West Kootenay Women's Roller Derby League
- Metro area: The Kootenays, BC
- Country: Canada
- Founded: 2009
- Teams: Kootenay Kannibelles (travel team) Babes of Brutality Dam City Rollers Gnarlie's Angels Killjoys Valley Vendettas
- Track type(s): Flat
- Venue: Castlegar Community Complex Nelson and District Community Complex Rossland Arena
- Affiliations: RDAC, WFTDA
- Website: www.kootenayrollerderby.com

= West Kootenay Roller Derby =

Roller derby league

West Kootenay Roller Derby (WKRD) is a roller derby league based in The Kootenays region of British Columbia in Canada. Co-founded in 2009 as the West Kootenay Women's Roller Derby League (WKWRDL) by Shelly "Hoar Frost" Grice-Gold, the league consists of five house teams, and an all-star travel team which competes against teams from other leagues for national standings.

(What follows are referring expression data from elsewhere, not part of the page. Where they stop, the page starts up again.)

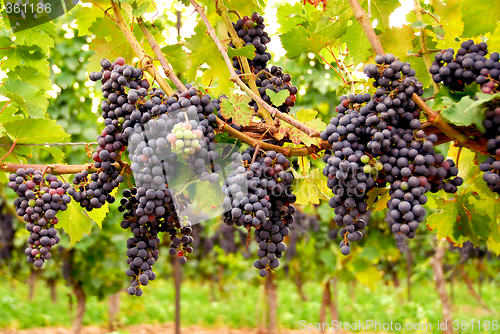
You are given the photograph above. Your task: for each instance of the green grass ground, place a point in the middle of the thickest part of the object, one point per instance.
(240, 306)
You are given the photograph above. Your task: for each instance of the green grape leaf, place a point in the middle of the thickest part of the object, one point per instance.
(30, 75)
(106, 31)
(308, 118)
(381, 11)
(9, 112)
(35, 131)
(458, 221)
(278, 98)
(27, 96)
(310, 188)
(397, 41)
(333, 23)
(487, 11)
(14, 55)
(247, 51)
(494, 39)
(374, 194)
(358, 45)
(465, 160)
(56, 153)
(290, 16)
(297, 41)
(40, 35)
(206, 195)
(450, 19)
(98, 215)
(204, 51)
(74, 222)
(468, 112)
(177, 57)
(236, 107)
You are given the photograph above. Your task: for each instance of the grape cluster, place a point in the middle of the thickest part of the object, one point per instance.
(147, 213)
(469, 64)
(7, 232)
(251, 30)
(257, 194)
(278, 81)
(303, 224)
(38, 203)
(375, 143)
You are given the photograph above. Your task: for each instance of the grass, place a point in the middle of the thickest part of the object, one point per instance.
(241, 306)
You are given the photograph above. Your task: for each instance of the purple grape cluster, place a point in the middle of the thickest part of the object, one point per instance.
(38, 202)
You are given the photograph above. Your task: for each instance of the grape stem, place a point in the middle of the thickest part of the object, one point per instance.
(235, 78)
(424, 51)
(432, 116)
(10, 151)
(149, 66)
(238, 43)
(365, 23)
(169, 72)
(52, 169)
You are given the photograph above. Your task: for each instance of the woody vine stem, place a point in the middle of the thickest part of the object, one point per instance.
(467, 137)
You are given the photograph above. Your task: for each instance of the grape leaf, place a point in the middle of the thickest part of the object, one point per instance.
(177, 57)
(358, 45)
(381, 11)
(236, 107)
(35, 131)
(40, 35)
(74, 222)
(14, 55)
(333, 23)
(450, 19)
(466, 161)
(297, 41)
(206, 195)
(56, 153)
(487, 11)
(9, 112)
(397, 41)
(494, 39)
(247, 51)
(204, 51)
(374, 194)
(32, 76)
(27, 96)
(85, 17)
(468, 112)
(278, 98)
(106, 31)
(306, 117)
(311, 188)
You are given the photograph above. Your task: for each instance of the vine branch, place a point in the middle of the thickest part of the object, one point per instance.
(169, 72)
(235, 78)
(423, 43)
(150, 68)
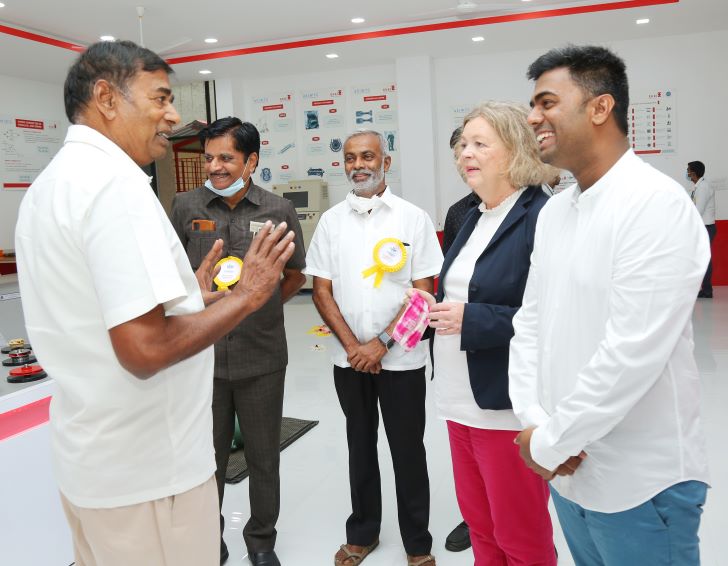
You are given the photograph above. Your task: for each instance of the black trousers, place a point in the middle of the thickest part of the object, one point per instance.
(401, 396)
(707, 286)
(258, 402)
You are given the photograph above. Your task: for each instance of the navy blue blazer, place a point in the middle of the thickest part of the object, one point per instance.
(495, 294)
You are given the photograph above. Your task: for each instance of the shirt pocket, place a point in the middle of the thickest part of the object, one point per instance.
(198, 245)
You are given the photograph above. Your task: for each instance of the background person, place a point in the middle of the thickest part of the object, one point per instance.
(118, 319)
(457, 213)
(703, 196)
(250, 362)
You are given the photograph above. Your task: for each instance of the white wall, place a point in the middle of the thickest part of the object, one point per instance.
(693, 66)
(25, 99)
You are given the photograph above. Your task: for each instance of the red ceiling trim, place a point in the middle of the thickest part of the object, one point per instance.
(40, 38)
(542, 14)
(26, 417)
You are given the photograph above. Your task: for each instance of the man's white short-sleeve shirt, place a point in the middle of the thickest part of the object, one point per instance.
(342, 248)
(95, 249)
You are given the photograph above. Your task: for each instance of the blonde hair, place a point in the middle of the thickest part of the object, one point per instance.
(509, 121)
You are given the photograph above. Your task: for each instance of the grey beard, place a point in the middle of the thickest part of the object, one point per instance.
(367, 188)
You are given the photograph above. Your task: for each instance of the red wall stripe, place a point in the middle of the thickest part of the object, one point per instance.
(608, 6)
(421, 29)
(41, 38)
(720, 253)
(24, 418)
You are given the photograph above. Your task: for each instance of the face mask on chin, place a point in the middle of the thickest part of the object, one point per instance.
(232, 189)
(362, 205)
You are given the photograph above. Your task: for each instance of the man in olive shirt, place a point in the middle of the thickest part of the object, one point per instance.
(250, 362)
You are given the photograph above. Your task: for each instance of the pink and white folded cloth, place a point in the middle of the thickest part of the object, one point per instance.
(412, 324)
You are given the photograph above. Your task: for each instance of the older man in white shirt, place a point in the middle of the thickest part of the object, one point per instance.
(602, 373)
(366, 252)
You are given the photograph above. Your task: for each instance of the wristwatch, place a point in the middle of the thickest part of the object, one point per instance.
(387, 340)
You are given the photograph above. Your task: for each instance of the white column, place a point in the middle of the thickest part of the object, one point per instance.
(416, 105)
(224, 98)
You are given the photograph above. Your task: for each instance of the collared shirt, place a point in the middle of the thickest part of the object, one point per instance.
(95, 249)
(602, 357)
(257, 346)
(342, 248)
(455, 218)
(703, 196)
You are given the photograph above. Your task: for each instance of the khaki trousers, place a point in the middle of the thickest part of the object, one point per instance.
(180, 530)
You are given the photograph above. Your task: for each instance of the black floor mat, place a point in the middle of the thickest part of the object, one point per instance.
(291, 430)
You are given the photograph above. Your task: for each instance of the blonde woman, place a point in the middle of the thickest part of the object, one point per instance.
(481, 287)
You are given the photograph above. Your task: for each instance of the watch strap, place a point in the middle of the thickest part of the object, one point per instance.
(386, 339)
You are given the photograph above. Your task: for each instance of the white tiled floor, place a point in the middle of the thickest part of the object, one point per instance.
(315, 493)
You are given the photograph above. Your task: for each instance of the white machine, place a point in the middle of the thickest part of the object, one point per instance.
(311, 199)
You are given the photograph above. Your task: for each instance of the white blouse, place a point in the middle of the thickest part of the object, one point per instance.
(453, 394)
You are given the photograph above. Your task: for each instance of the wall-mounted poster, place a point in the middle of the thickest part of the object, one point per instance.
(651, 122)
(274, 116)
(26, 147)
(324, 129)
(374, 107)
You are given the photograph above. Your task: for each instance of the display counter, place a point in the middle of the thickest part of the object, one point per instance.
(33, 530)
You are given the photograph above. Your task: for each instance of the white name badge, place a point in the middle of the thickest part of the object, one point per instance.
(230, 269)
(256, 226)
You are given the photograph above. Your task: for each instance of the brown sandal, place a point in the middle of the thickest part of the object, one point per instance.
(353, 558)
(428, 560)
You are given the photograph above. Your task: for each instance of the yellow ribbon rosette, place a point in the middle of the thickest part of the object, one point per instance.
(230, 269)
(390, 255)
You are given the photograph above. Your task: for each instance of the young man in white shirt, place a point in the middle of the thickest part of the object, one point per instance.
(366, 252)
(119, 320)
(703, 196)
(602, 374)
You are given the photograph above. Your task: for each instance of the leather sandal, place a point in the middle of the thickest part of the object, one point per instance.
(427, 560)
(354, 558)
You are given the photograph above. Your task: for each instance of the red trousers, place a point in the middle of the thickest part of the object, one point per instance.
(503, 502)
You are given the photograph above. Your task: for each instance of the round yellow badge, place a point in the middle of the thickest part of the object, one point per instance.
(390, 255)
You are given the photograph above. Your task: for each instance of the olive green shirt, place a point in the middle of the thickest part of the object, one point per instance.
(258, 345)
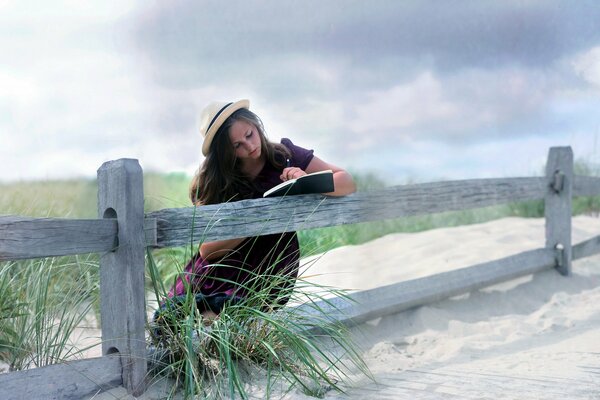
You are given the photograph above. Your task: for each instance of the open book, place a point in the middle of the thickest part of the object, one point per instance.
(317, 182)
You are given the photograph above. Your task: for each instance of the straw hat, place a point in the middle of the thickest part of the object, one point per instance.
(213, 116)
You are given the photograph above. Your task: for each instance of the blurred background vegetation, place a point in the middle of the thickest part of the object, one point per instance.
(28, 305)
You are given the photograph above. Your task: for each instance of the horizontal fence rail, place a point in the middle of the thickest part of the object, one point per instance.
(25, 238)
(74, 380)
(182, 226)
(366, 305)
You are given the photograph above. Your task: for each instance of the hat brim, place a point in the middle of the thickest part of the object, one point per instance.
(218, 121)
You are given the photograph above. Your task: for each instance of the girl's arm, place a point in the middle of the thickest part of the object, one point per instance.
(219, 248)
(343, 182)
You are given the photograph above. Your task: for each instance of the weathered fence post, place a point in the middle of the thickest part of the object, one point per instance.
(123, 310)
(558, 206)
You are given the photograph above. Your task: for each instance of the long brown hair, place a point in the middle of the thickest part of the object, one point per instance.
(220, 178)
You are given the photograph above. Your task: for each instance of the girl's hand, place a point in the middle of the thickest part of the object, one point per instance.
(291, 173)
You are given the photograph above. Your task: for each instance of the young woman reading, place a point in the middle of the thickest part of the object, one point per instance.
(241, 163)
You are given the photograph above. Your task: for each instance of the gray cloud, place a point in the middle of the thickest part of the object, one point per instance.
(201, 41)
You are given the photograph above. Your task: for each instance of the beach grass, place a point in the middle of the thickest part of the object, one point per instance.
(254, 343)
(72, 282)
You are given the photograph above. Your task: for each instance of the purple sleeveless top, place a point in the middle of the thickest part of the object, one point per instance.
(276, 254)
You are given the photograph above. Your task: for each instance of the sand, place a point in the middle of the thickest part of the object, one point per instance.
(534, 337)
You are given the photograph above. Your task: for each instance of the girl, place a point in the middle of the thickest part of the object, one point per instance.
(240, 164)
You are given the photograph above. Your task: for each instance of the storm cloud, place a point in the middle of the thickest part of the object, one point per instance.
(419, 89)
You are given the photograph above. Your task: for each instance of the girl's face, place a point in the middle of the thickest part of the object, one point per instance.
(245, 140)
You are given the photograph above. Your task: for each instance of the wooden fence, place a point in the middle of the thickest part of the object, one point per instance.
(122, 232)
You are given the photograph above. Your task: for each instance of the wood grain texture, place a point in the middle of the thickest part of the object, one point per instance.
(72, 380)
(558, 205)
(122, 300)
(378, 302)
(586, 186)
(586, 248)
(182, 226)
(25, 238)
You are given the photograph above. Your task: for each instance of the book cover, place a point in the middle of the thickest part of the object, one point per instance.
(317, 182)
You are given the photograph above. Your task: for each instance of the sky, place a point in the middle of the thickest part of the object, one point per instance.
(408, 90)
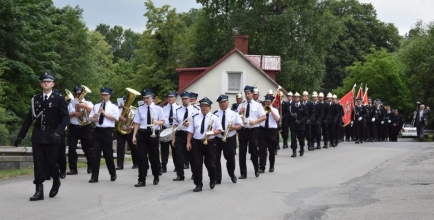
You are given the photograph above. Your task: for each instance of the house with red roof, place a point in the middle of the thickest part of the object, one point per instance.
(231, 73)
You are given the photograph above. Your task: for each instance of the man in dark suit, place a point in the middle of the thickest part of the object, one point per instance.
(421, 120)
(299, 115)
(50, 113)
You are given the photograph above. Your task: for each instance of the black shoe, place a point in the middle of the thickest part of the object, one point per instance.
(72, 172)
(234, 179)
(156, 180)
(197, 189)
(93, 181)
(179, 178)
(212, 184)
(55, 188)
(140, 184)
(39, 194)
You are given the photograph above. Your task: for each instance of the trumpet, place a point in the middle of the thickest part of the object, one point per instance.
(205, 142)
(227, 129)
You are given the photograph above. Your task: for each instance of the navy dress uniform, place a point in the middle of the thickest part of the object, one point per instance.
(248, 135)
(105, 114)
(268, 134)
(200, 141)
(169, 112)
(230, 120)
(183, 113)
(359, 116)
(299, 116)
(50, 116)
(78, 131)
(147, 123)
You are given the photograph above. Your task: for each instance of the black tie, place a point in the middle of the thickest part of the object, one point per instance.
(248, 110)
(148, 116)
(224, 120)
(202, 127)
(186, 113)
(171, 115)
(266, 121)
(101, 116)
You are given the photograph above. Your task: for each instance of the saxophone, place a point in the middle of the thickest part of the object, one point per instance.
(128, 112)
(227, 129)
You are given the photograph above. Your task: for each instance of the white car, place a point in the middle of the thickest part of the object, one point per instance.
(407, 130)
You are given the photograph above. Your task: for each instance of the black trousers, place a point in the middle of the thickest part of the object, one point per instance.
(297, 134)
(203, 154)
(102, 142)
(84, 134)
(267, 141)
(228, 152)
(316, 134)
(359, 127)
(248, 139)
(325, 133)
(122, 139)
(61, 155)
(45, 156)
(181, 151)
(147, 145)
(285, 131)
(331, 133)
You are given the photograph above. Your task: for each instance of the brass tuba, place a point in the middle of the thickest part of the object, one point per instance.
(83, 118)
(68, 96)
(128, 112)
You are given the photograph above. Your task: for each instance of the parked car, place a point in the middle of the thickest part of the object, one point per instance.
(407, 130)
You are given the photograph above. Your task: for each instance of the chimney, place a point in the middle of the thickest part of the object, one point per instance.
(241, 42)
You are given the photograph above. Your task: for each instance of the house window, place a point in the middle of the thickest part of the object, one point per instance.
(234, 82)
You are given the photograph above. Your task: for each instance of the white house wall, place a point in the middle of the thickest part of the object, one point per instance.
(212, 84)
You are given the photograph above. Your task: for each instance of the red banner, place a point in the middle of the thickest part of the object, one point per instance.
(347, 103)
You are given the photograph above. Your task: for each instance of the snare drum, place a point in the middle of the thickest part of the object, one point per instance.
(166, 135)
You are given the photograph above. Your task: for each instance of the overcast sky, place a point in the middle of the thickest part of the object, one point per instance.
(129, 13)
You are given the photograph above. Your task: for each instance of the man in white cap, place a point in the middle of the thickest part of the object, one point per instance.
(316, 122)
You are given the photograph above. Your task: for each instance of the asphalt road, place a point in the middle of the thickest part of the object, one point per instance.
(365, 181)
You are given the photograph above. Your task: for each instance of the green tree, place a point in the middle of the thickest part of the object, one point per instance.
(383, 73)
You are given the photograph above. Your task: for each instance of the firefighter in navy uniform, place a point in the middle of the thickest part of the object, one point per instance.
(299, 115)
(317, 120)
(50, 113)
(308, 127)
(358, 116)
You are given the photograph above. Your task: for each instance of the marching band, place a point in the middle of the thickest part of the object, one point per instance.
(193, 134)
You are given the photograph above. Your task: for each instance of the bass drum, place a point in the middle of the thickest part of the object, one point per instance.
(166, 135)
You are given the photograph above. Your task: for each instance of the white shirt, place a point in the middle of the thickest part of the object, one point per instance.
(110, 109)
(271, 122)
(166, 110)
(141, 117)
(71, 109)
(195, 126)
(256, 111)
(229, 115)
(178, 117)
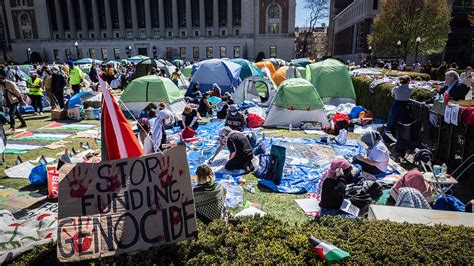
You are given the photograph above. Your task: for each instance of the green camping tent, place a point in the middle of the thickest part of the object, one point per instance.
(299, 94)
(331, 78)
(152, 89)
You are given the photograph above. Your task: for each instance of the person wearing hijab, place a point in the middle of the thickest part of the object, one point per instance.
(216, 90)
(378, 155)
(334, 188)
(412, 179)
(35, 91)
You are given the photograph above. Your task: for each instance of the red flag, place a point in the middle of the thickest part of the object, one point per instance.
(118, 137)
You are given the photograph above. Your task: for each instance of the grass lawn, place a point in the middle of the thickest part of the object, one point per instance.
(279, 205)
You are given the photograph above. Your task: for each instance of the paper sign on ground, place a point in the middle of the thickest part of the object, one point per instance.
(308, 205)
(121, 206)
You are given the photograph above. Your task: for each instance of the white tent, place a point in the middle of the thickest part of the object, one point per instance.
(256, 89)
(296, 101)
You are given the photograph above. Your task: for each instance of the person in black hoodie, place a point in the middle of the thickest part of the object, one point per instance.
(58, 82)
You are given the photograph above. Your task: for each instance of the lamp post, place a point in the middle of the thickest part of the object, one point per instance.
(399, 43)
(28, 53)
(370, 54)
(77, 49)
(418, 40)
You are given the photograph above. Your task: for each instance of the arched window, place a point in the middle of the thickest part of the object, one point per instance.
(273, 19)
(25, 25)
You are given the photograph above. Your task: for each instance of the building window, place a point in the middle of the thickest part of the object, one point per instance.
(116, 53)
(25, 24)
(56, 54)
(167, 5)
(182, 13)
(236, 12)
(222, 52)
(80, 54)
(104, 53)
(182, 52)
(169, 53)
(209, 52)
(195, 13)
(273, 19)
(196, 53)
(68, 54)
(222, 9)
(236, 51)
(92, 53)
(273, 51)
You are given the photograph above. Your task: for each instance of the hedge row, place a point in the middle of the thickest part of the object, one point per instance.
(380, 101)
(268, 240)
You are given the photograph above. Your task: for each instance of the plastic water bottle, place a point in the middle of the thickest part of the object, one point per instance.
(444, 171)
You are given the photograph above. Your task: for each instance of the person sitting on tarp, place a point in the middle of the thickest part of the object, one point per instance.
(145, 112)
(209, 196)
(412, 179)
(216, 90)
(195, 95)
(189, 118)
(205, 107)
(334, 187)
(240, 150)
(235, 119)
(378, 154)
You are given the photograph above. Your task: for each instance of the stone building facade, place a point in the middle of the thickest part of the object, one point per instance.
(115, 29)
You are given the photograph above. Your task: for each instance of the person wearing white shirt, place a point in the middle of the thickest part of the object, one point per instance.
(378, 154)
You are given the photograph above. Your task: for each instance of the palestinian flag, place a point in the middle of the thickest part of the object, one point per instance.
(326, 251)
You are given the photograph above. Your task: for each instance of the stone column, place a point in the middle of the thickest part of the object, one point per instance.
(72, 21)
(60, 19)
(134, 18)
(216, 18)
(189, 22)
(121, 18)
(174, 9)
(95, 13)
(148, 18)
(230, 25)
(202, 18)
(108, 19)
(161, 17)
(85, 28)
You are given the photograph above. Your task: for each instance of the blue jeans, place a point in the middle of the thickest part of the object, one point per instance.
(398, 112)
(332, 212)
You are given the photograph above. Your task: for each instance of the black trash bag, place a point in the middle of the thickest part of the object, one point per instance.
(363, 193)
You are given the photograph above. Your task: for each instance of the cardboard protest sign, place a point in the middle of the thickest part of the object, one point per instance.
(121, 206)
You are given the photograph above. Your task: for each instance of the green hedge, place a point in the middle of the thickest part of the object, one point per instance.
(412, 75)
(380, 101)
(268, 240)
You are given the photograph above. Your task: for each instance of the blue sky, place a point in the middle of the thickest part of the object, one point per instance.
(302, 14)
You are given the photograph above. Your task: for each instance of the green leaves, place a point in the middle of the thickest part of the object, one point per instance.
(405, 20)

The league has skaters from Castlegar, Fruitvale, Kaslo, Nakusp, Nelson, New Denver, Rossland, Salmo, Slocan City, Trail and Ymir. Different teams represent the various communities; for example, the Dam City Rollers are linked to Castlegar, the Killjoys to Nelson, and the Babes of Brutality to Salmo. By mid-2011, the two Nelson teams had a total of more than forty skaters.

Bobbi Barbarich, known as "Beretta Lynch", a skater on the Babes of Brutality team, played for Team Canada at the 2011 Roller Derby World Cup.

In early 2012, West Kootenay was a founder member of the Roller Derby Association of Canada, while in October, it was accepted into the Women's Flat Track Derby Association Apprentice Program.